The following is an excerpt of Cloud Native Observability with OpenTelemetry


So, now that we’ve learned how to use OpenTelemetry to generate traces, metrics, and logs, we want to do something with all this telemetry data. To make the most of this data, we will need to be able to store and visualize it because, let’s be honest – reading telemetry data from the console isn’t going to cut it. As we’ll discuss in Chapter 10, Configuring Backends, many destinations can be used for telemetry data. To send telemetry to a backend, the telemetry pipeline for metrics, traces, and logs needs to be configured to use an exporter that’s specific to that signal and the backend.

For example, if you wanted to send traces to Zipkin, metrics to Prometheus, and logs to Elasticsearch, each would need to be configured in the appropriate application code. Configuring this across dozens of services written in different languages adds to the complexity of managing the code. But now, imagine deciding that one of the backends must be changed because it no longer suits the needs of your business. Although it may not seem like a lot of work on a small scale, in a distributed system with applications that have been produced over many years by various engineers, the amount of effort to update, test, and deploy all that code could be quite significant, not to mention risky.

Wouldn’t it be great if there were a way to configure an exporter once, and then use only configuration files to modify the destination of the data? There is – it’s called OpenTelemetry Collector and this is what we’ll be exploring in this chapter.

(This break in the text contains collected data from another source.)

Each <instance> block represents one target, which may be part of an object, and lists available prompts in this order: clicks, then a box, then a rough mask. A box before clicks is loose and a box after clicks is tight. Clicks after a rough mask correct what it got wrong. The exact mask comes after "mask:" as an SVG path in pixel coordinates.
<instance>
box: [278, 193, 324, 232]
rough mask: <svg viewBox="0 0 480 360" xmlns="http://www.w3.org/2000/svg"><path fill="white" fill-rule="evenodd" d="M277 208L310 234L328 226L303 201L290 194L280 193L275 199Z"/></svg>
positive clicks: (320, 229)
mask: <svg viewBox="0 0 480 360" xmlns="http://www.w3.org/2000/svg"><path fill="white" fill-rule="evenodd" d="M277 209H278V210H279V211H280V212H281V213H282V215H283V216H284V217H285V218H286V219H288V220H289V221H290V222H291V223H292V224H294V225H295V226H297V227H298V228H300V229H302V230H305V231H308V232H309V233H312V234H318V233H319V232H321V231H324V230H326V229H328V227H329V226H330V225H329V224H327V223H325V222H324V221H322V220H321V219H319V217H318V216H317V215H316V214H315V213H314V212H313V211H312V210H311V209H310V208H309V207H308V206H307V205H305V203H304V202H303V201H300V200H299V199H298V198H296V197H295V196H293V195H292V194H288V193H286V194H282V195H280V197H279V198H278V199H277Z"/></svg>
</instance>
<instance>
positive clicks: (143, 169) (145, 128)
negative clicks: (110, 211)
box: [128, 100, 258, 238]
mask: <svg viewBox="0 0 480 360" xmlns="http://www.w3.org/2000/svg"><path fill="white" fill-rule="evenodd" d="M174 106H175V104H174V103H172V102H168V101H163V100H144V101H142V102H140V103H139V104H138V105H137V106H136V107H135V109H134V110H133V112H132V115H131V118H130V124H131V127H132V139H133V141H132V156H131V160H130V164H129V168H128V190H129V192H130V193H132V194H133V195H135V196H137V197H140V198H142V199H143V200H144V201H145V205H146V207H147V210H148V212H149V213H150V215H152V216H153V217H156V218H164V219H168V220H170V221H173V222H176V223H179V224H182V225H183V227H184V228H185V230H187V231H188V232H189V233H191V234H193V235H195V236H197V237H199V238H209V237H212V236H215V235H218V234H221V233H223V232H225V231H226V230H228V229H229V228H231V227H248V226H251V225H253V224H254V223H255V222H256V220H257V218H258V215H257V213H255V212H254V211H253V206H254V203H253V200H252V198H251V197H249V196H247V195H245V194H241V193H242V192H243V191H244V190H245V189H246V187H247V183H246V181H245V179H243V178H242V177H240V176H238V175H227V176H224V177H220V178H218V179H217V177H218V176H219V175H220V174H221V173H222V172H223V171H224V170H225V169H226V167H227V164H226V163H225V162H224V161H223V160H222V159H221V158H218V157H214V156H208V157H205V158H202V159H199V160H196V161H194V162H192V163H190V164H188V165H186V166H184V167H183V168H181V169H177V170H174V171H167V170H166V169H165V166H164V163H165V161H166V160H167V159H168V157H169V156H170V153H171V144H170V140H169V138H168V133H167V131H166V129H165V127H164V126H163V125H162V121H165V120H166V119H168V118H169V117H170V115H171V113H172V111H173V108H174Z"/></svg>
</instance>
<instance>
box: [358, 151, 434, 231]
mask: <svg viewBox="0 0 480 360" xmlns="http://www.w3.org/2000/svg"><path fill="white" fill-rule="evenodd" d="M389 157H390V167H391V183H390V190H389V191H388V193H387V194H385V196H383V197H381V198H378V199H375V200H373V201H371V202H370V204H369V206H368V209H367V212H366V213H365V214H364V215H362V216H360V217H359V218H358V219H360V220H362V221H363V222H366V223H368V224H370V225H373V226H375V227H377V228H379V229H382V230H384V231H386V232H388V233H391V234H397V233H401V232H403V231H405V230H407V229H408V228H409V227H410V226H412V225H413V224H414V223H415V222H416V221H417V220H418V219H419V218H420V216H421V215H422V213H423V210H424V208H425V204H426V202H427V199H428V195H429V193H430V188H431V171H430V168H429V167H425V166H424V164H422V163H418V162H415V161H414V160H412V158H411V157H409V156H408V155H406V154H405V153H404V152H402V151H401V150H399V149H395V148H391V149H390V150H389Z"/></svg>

In this chapter, we will cover the following topics:

  • The purpose of OpenTelemetry Collector
  • Understanding the components of OpenTelemetry Collector
  • Transporting telemetry via OTLP
  • Using OpenTelemetry Collector

The purpose of OpenTelemetry Collector

In essence, OpenTelemetry Collector is a process that receives telemetry in various formats, processes it, and then exports it to one or more destinations. The collector acts as a broker between the source of the telemetry, applications, or nodes, for example, and the backend that will ultimately store the data for analysis. The following diagram shows where the collector would be deployed in an environment containing various components:

architecture-diagram

Figure 8.1 – Architecture diagram of an environment with a collector

Deploying a component such as OpenTelemetry Collector is not free as it requires additional resources to be spent on running, operating, and monitoring it. The following are some reasons why deploying a collector may be helpful:

  • You can decouple the source of the telemetry data from its destination. This means that developers can configure a single destination for the telemetry data in application code and allow the operators of the collector to determine where that data will go as needed, without having to modify the existing code.
  • You can provide a single destination for many data types. The collector can be configured to receive traces, metrics, and logs in many different formats, such as OTLP Jaeger, Zipkin, Prometheus, StatsD, and many more.
  • You can reduce latency when sending data to a backend. This mitigates unexpected side effects from occurring when an event causes a backend to be unresponsive. A collector deployment can also be horizontally scaled to increase capacity as required.
  • You can modify telemetry data to address compliance and security concerns. Data can be filtered by the collector via processors based on the criteria defined in the configuration. Doing so can stop data leakage and prevent information that shouldn’t be included in the telemetry data from ever being stored in a backend.

We will discuss deployment scenarios for the collector in Chapter 9, Deploying the Collector. For now, let’s focus on the architecture and components that provide the functionality of the collector.